The key problem is that if markets don’t know what will happen to smaller, less well-managed financial institutions in the event of a sovereign default, then they will be less likely to lend to them or engage in other sorts of relationships. Perceived counterparty risk, as it is called, will intensify – and these less transparent firms will soon start running out of cash, potentially triggering a liquidity crisis. The amount of credit available to troubled economies will dry up, assuming that bigger, more obviously well-capitalised banks are unable to step in and fill the liquidity void.
From a UK perspective, one risk would be a collapse in trade credit in the Eurozone, triggering a sharp decline in global trade. During the previous crisis, manufacturing output collapsed by more even than financial services output. The reason was this drying up of trade credit, which led to a collapse in the supply chain and thus in factory output, in a remarkable case of contagion. A collapse in key export markets would also hit the UK, but the biggest danger is financial contagion crippling global City banks, insurers and institutional investors.
The spiraling yields on Italian and Spanish bonds are not as weird as some have argued. One reason is that the probability of a euro break-up is increasing – and even if you think there is just a 10 per cent chance of the euro ending at some point over the next decade, and Italy and Spain reverting to weak, inflationary currencies and devaluing themselves out of debt, logic dictates that you should demand a much steeper premium to lend to them. Before the single currency was launched, yields on the bonds of Club Med countries were rightly much higher than those on German bunds; we are gradually seeing a return to sensible, differential pricing of risk by investors who had previously completely misunderstood the nature of the Eurozone and confused it for a fiscal union.

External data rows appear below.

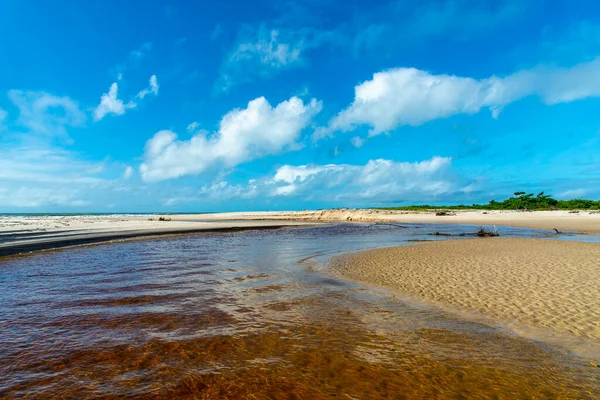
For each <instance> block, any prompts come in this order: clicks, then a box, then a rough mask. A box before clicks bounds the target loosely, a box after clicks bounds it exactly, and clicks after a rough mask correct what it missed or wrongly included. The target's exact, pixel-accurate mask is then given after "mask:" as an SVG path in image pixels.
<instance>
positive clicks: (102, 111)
mask: <svg viewBox="0 0 600 400" xmlns="http://www.w3.org/2000/svg"><path fill="white" fill-rule="evenodd" d="M158 89H159V85H158V81H157V79H156V75H152V76H151V77H150V81H149V86H148V88H146V89H142V90H141V91H139V92H138V94H137V95H136V96H135V98H137V99H140V100H141V99H143V98H144V97H146V96H147V95H148V94H154V95H155V96H156V95H158ZM118 93H119V85H118V83H117V82H113V84H112V85H110V89H109V91H108V93H104V94H102V96H101V97H100V104H98V107H96V109H95V110H94V121H96V122H98V121H100V120H101V119H102V118H104V117H105V116H106V115H108V114H114V115H123V114H125V112H126V110H128V109H131V108H135V107H137V105H138V104H137V103H136V102H135V101H134V100H130V101H129V102H127V103H124V102H123V100H121V99H119V98H118Z"/></svg>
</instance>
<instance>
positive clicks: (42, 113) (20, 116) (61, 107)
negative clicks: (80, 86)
mask: <svg viewBox="0 0 600 400" xmlns="http://www.w3.org/2000/svg"><path fill="white" fill-rule="evenodd" d="M8 97H9V98H10V100H11V101H12V102H13V103H14V104H15V106H16V107H17V108H18V109H19V118H18V120H17V124H18V125H21V126H23V127H25V128H27V129H28V130H29V131H31V132H32V133H37V134H43V135H46V136H63V137H68V135H67V132H66V127H69V126H71V127H76V126H81V125H83V124H84V123H85V119H86V118H85V114H84V113H83V112H82V111H81V110H79V106H78V105H77V103H76V102H75V101H73V100H71V99H70V98H68V97H59V96H54V95H51V94H49V93H46V92H29V91H23V90H9V91H8Z"/></svg>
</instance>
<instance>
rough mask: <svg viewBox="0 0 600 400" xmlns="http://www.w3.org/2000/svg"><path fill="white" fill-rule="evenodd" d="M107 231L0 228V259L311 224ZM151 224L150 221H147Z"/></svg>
mask: <svg viewBox="0 0 600 400" xmlns="http://www.w3.org/2000/svg"><path fill="white" fill-rule="evenodd" d="M111 222H113V223H112V225H114V226H112V227H110V228H109V229H103V228H102V227H91V228H89V227H84V228H82V227H81V226H79V225H77V224H75V227H71V228H69V227H63V228H62V229H61V228H60V227H59V228H55V229H48V228H39V227H37V226H36V227H35V228H33V229H31V226H30V227H28V228H29V229H12V230H9V229H6V227H2V226H0V257H6V256H14V255H19V254H26V253H32V252H37V251H43V250H54V249H60V248H65V247H72V246H80V245H89V244H101V243H107V242H112V241H122V240H127V239H140V238H151V237H160V236H166V235H168V236H173V235H181V234H192V233H227V232H239V231H247V230H266V229H280V228H285V227H294V226H296V227H299V226H310V225H314V223H302V222H296V221H280V222H276V221H273V222H266V221H239V222H226V221H223V222H216V223H202V222H198V223H194V222H183V223H181V222H179V223H177V222H173V223H169V222H171V221H164V222H163V221H161V222H160V223H161V224H162V226H161V225H156V224H144V221H139V220H125V221H122V220H121V221H102V223H101V225H107V224H108V225H111ZM148 222H152V221H148Z"/></svg>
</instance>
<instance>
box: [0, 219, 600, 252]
mask: <svg viewBox="0 0 600 400" xmlns="http://www.w3.org/2000/svg"><path fill="white" fill-rule="evenodd" d="M160 215H163V216H165V217H164V218H163V220H159V216H160ZM335 222H338V223H339V222H367V223H377V222H389V223H438V224H439V223H451V224H473V225H480V226H491V225H504V226H516V227H526V228H537V229H551V230H554V229H556V230H559V231H579V232H584V233H593V234H597V233H600V215H599V214H596V213H589V212H586V211H583V212H580V213H572V212H568V211H532V212H522V211H481V210H480V211H471V210H470V211H453V212H451V213H449V214H447V215H442V216H440V215H436V213H435V212H422V211H421V212H410V211H398V210H378V209H328V210H317V211H288V212H279V211H278V212H270V211H264V212H236V213H211V214H140V215H133V214H107V215H99V214H76V215H57V214H54V215H34V214H31V215H22V214H21V215H11V216H9V215H6V214H4V215H0V256H7V255H14V254H20V253H26V252H32V251H39V250H47V249H53V248H59V247H67V246H73V245H80V244H92V243H100V242H107V241H111V240H122V239H131V238H136V237H150V236H158V235H175V234H184V233H199V232H227V231H234V230H242V229H276V228H281V227H286V226H303V225H314V224H317V223H335Z"/></svg>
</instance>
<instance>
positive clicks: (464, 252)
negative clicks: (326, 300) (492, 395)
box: [331, 238, 600, 351]
mask: <svg viewBox="0 0 600 400" xmlns="http://www.w3.org/2000/svg"><path fill="white" fill-rule="evenodd" d="M331 266H332V268H333V270H334V271H336V272H338V273H340V274H341V275H343V276H344V277H346V278H350V279H352V280H355V281H359V282H361V283H366V284H370V285H376V286H379V287H383V288H389V289H393V290H395V291H398V292H400V293H402V294H404V295H407V296H408V297H409V298H410V299H415V300H418V301H424V302H426V303H428V304H433V305H436V306H441V307H442V308H445V309H451V310H455V311H456V310H458V311H466V312H469V313H474V315H479V316H483V317H489V318H491V319H493V320H495V321H498V322H500V323H502V324H506V325H508V326H509V327H510V328H512V329H513V330H514V331H516V332H518V333H524V334H528V333H531V332H533V331H535V332H538V333H543V334H544V335H548V336H549V337H554V338H572V339H577V340H578V341H577V344H576V347H577V348H575V349H574V350H576V351H577V350H579V351H586V349H588V346H591V347H589V348H593V349H595V350H598V349H600V301H599V299H598V288H599V287H600V244H597V243H580V242H566V241H554V240H539V239H502V238H493V239H463V240H450V241H444V242H436V243H426V244H419V245H412V246H401V247H391V248H384V249H376V250H367V251H363V252H359V253H355V254H350V255H343V256H339V257H336V258H334V259H333V260H332V261H331ZM530 329H531V330H532V331H530ZM538 330H539V331H538Z"/></svg>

That said, the most likely outcome is that the EU will eventually find a way (by bending or rewriting rules) to federalise the debt of failed, bankrupt states: they will issue vast amounts of EU-backed bonds (say €1 trillion, as an order of magnitude) and tell all financial institutions, including insurers and pension funds, that they wish to buy every single government bond from bankrupt countries that they are willing to sell, probably at the discount to face value being priced in at that particular time by the markets. The authorities would give holders an ultimatum: sell now, or bear all future losses. It may be that such an arrangement will not be ready on time for Greece, which could yet be left to go bust and be thrown out of the euro.
But regardless of the details, a giant euro-bond would transfer the default risk from private institutions stupid enough to trust Club Med governments (or who were forced, for regulatory reasons, to hold their bonds) to all European taxpayers. This could damage the credit rating of more solvent countries – but even if it doesn’t, it would be tantamount to a massive bailout. In return, the EU would want its pound of flesh: the weaker Eurozone countries would be turned into quasi-protectorates.
Such a plan would further discredit capitalism (even though the people who caused the crisis were over-spending politicians) and it would rob the EU of its legitimacy in the eyes of both Southern Europeans (who would lose their independence) and Northern Europeans (who would pay for the south’s greed, stupidity, mismanagement and economic illiteracy). The only thing that will restore faith in banks, insurance companies, pension funds and the like is if they are willing and able to take a big hit to protect taxpayers. There is nothing that will make a total EU takeover acceptable to Greeks and others, which is why they will soon want to quit the EU – and the German public will be deeply angry as it finally realises that everything it was ever told about the euro has turned out to be a lie. It will soon want out too. The EU has always worked on the basis that every crisis is good because it invariably provides an excuse to centralise powers. But the present nightmare could prove to be a bridge too far and herald the beginning of the end for the entire project. Fun and games are about to start.